AUSTIN (KXAN) — Local health leaders say Austin’s new, regional therapeutic infusion center is helping to keep people with COVID-19 from developing more severe symptoms.
The infusion center in southeast Austin is one of 11 across the state. Since opening last week, it’s provided antibody treatments to more than 120 people at high risk of developing severe symptoms with COVID-19.
“This infusion center, by giving our communities the treatment needed that is potentially life saving, is absolutely critical,” said Austin City Councilmember Vanessa Fuentes.
Local leaders said in a press conference Wednesday that antibody therapy is one answer to keeping hospitals from becoming even more overwhelmed than they already are.
“This infusion center plays a critical role in helping the most at-risk people who get COVID-19 to stay healthy and not get symptoms escalating to where they have to go to the hospital or the ICU,” Travis County Judge Andy Brown explained.
Currently, the center is treating about 24 patients a day.
“We’ve started off by taking patients from Austin Public Health testing and CommUnityCare, because these are patients that are more likely to have barriers to resources such as health care and insurance,” said APH Alternate Health Authority Dr. Jason Pickett.
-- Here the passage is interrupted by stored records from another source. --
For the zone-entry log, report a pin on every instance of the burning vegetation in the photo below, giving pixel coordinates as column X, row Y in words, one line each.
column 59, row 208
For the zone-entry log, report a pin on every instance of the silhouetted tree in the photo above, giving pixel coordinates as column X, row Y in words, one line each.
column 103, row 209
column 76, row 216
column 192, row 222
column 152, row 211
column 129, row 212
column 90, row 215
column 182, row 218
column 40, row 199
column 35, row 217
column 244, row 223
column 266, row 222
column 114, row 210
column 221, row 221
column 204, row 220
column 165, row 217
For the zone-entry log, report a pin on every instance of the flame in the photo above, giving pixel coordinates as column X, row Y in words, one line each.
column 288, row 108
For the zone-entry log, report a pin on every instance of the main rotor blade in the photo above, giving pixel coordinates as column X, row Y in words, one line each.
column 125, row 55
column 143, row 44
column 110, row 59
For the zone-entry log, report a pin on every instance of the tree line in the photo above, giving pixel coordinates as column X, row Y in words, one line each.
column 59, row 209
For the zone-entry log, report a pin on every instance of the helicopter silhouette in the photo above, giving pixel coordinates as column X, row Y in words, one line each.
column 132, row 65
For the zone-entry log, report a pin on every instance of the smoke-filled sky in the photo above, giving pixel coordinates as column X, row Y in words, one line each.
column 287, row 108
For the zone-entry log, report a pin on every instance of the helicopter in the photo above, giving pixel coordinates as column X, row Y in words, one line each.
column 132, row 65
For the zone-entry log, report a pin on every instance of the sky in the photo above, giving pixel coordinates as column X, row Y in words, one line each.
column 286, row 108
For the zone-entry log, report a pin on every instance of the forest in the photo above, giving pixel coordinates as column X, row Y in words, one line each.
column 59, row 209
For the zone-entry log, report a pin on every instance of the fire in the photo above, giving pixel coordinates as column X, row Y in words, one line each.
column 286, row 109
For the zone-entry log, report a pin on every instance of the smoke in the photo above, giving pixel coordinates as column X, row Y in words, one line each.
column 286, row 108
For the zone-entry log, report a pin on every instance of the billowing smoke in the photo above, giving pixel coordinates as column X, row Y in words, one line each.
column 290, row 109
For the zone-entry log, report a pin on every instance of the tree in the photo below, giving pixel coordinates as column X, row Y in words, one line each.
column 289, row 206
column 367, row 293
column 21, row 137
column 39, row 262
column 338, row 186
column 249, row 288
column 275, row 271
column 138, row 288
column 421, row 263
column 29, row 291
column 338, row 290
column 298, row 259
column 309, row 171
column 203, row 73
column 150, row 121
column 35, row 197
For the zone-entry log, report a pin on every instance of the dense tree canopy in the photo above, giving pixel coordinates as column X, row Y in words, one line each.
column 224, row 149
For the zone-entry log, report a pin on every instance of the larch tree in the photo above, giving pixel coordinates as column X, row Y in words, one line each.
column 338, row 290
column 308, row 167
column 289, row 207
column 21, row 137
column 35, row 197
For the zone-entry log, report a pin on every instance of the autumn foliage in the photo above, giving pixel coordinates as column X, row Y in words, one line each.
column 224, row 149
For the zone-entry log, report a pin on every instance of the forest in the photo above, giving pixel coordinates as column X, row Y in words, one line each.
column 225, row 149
By next week, however, those running the infusion center hope to increase capacity to about 75 patients a day. Each one is at the center for about 2.5 hours for the treatment and monitoring afterward.
Next week, APH also plans to open a call center so any doctor can phone in to refer high-risk patients.
“The demand is definitely more than what we can give right now,” said Pickett.
The infusion center is getting extra doses of antibody treatments from hospitals that are too overwhelmed with admitted patients to administer the therapy. Eventually, local leaders hope there will be enough capacity to expand infusion therapy in the area.
“We’re looking at ways that we can expand the operation, not only here, but also throughout the region,” Pickett said. “I would prefer not to see all the infusion centers here in the City of Austin. I’d like to see us branching out further into the community and the surrounding counties, but we’re still evaluating all of those options and looking at different sites.”
Pickett said APH is also working to organize teams to go out and administer the antibody treatments to people who can’t make it in to the infusion center. That would include people in nursing homes and those who are bed-bound with COVID-19.